Caring for Older Adults
By 2030, when all baby boomers will be at least 65 years old, the population of adults in this age group is projected to be 71 million (Administration on Aging, 2007). These represents a more than a 100% increase in the number of persons 65 years and older. That might sound like great news, however who will care for them? Caregivers.
Older patients who are diagnosed with rare bone marrow failure diseases like MDS, PNH or aplastic anemia will need someone to be there and provide appropriate levels of care. Many of these individuals will have other co-existing medical condiitions, like dementia, diabetes and heart diseases, making caregiving for these older adults quite complex and taxing.
There is no one definition of caregivers or caregiving. Caregivers can include relatives or friends who provide a wide range of care to parents, siblings, other relatives, friends or neighbors.
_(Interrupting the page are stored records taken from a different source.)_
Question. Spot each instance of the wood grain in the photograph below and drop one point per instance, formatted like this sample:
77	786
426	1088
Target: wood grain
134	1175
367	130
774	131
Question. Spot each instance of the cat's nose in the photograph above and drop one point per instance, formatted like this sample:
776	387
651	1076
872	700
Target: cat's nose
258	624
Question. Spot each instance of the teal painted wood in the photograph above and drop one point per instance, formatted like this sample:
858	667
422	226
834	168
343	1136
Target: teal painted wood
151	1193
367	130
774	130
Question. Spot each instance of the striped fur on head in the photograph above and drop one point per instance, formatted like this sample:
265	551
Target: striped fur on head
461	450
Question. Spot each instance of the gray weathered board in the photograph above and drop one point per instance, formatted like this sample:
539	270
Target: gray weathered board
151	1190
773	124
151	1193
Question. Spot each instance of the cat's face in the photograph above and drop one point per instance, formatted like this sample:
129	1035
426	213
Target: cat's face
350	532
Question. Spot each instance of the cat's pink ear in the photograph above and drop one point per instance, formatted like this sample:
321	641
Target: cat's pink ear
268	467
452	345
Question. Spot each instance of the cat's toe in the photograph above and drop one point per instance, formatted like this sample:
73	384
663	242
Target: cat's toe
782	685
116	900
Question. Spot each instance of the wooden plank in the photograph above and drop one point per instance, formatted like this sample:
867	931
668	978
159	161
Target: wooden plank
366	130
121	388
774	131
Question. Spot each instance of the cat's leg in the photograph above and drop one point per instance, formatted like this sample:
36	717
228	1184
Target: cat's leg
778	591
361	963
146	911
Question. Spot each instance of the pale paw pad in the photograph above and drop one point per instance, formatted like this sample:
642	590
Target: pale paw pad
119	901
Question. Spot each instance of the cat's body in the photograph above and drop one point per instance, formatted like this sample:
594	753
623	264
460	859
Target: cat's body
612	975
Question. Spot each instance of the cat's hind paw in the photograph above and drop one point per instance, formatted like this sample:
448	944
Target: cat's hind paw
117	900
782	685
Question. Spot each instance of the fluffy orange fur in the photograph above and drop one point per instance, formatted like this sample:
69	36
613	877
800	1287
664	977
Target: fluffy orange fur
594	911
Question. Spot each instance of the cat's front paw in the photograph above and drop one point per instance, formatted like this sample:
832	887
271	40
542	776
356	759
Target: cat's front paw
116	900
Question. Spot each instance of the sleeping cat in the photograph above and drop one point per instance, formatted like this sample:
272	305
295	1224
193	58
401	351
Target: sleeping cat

Support may include:
- Practical assistance with basic activities of daily living (e.g. housekeeping, shopping, meal preparation)
- Personal care (e.g. help with monitoring medication, bathing)
- Physical help (e.g. assistance with movement, supervision, direct medical care)
- Emotional and social support (visiting, transportation, talking about emotions)
- Finding and accessing services (housing, medical support)
- Behavioral support ( communicating effectively, managing challenging behaviors)
- Financial help (financial support, managing finances)
In a broader sense, caregiving assumes you are taking responsibility for providing care, along with the concern, worry and emotional involvement that this relationship needs.